The Series A round was led by climate-focused venture capital firm 2150, with participation from the Schmidt Family Foundation, the Partnership Fund for NYC, and several previous investors. The funds will be used for hiring and to build a scalable platform for accelerating the adoption of economically and environmentally sustainable HVAC options worldwide.

"Our new identity as Kelvin symbolizes the next phase of our broader mission: to provide energy-efficient temperature control that benefits building owners, tenants, and the larger communities they serve," says Marshall Cox, Kelvin’s CEO and co-founder. "With this new capital, we're excited to expand our team and platform, helping more buildings in more cities meet electrification goals while reducing operating costs."

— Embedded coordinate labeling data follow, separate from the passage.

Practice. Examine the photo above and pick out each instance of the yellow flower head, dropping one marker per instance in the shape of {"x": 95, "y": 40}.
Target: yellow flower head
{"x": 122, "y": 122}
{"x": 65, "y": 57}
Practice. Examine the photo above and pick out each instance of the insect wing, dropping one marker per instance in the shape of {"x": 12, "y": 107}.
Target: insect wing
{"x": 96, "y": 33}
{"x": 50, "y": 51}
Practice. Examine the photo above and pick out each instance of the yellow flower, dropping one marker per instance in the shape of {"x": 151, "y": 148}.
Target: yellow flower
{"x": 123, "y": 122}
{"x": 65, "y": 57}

Kelvin’s flagship product, the Cozy, is an insulated radiator cover that enhances heating efficiency by preventing overheating and fuel wastage. The Cozy is installed in more than four thousand apartments across the northeastern United States.

Kelvin's scope has broadened to include other decarbonized HVAC applications, such as heat pump and thermal battery systems. Like the Cozy, these solutions are also installed through a no-money-down subscription agreement.

As a qualified technology for the Inflation Reduction Act's investment tax credit and other state and utility energy efficiency incentives, Kelvin’s decarbonization and efficiency solutions help buildings comply with local emissions, energy efficiency, and electrification regulations, including New York City's Local Law 97.

Since 2011, Kelvin has sold over 15,000 intelligent HVAC solutions to a diverse range of customers, including universities, large real estate portfolios, city agencies and housing authorities.